Called the gateway to the seven North Eastern states of India, Guwahati is therefore strategically very important for this region. A structured survey was conducted involving 200 stakeholders from various livelihood sectors, mostly construction workers, perishable item sellers, farmers, taxi/auto drivers/rickshaw pullers/coolies, tea stall/fast food sellers, gas cylinder deliverymen, street vendors/salespersons, traffic police/police, doctors and boatmen.
Doctors were found to be the least vulnerable owing to their higher levels of awareness and adaptive capacity. These results reiterated the importance of awareness and access to resources in regulating vulnerability.
The World Food Programme’s Occasional Paper No. 26 on ‘Social protection and climate change’ sets out a vision of how social protection can support households to face climate change. In its Executive Summary, it highlights that knowledge on how social protection can both increase resilience to climate change of the most vulnerable and achieve poverty reduction is key to pursuing policies that frame adaptation in terms of social justice.
It stresses the need for new climate change adaptation programmes that should be tailored to the country or regional context. However, the paper adds that while adapting to climate change is essential, it does not mean that people should exit traditional livelihoods which are considered climate-sensitive.
Elsewhere, across the globe, the United Nations Development Programme has said more than 200 million Africans who rely solely on the blue economy are facing a realistic challenge of resource depletion because of the adverse effects of climate change. It has stressed that it was imperative that many countries in Africa strike a delicate balance between the desire to exploit their blue economies for sustenance and benefit of local people as well as keeping the marine ecosystem intact.
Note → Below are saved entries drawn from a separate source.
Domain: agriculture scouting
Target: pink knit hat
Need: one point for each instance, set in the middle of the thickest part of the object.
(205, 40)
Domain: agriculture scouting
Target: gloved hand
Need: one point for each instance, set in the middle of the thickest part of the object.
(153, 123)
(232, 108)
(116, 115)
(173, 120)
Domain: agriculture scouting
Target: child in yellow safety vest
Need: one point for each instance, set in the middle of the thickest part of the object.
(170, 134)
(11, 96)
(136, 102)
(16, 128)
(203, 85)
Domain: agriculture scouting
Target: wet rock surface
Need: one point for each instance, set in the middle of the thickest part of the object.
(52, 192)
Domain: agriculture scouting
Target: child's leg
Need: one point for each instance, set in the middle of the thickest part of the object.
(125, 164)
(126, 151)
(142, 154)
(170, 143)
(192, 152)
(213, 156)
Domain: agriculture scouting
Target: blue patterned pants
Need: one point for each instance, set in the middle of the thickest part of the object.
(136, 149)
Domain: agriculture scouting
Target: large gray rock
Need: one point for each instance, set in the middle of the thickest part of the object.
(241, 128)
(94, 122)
For example, despite having one of the lowest emissions levels, the Sahel region is expected to be among the worst affected by climate change. Coupled with 2.8% population growth each year, millions of people there are facing a grave threat to their livelihoods. The Asian Development Bank has pointed out that Myanmar is one of the most vulnerable countries to climate and disaster risk, and people living in the country’s rural areas face the greatest threat, given the lack of development and climate resilience there. Cyclones and frequent floods across Bangladesh have negatively affected the lives and livelihoods of coastal population.
Research led by the University of East Anglia (UEA) suggests that male migration and poor working conditions for women combine with institutional failure or poverty to hamper women’s ability to adapt to climate variability and change in Asia and Africa.
The study, published in the journal ‘Nature Climate Change’, involved researchers from the UK, Nepal, India, Pakistan and South Africa. Drawing on data from 25 case studies across hotspots in Asia (India, Nepal, Pakistan, Bangladesh, Tajikistan) and Africa (Kenya, Ghana, Namibia, Mali, Ethiopia, Senegal), the study shows how and in what ways women’s agency, or ability to make meaningful choices and strategic decisions, contributes to adaptation responses.
It argues that environmental stress weakens women’s agency even when household structures and social norms are supportive, or legal entitlements available. This leads to household strategies that place increasing responsibilities and burdens on women, especially those who are young, less educated, and belonging to lower classes, or marginal castes and ethnicities.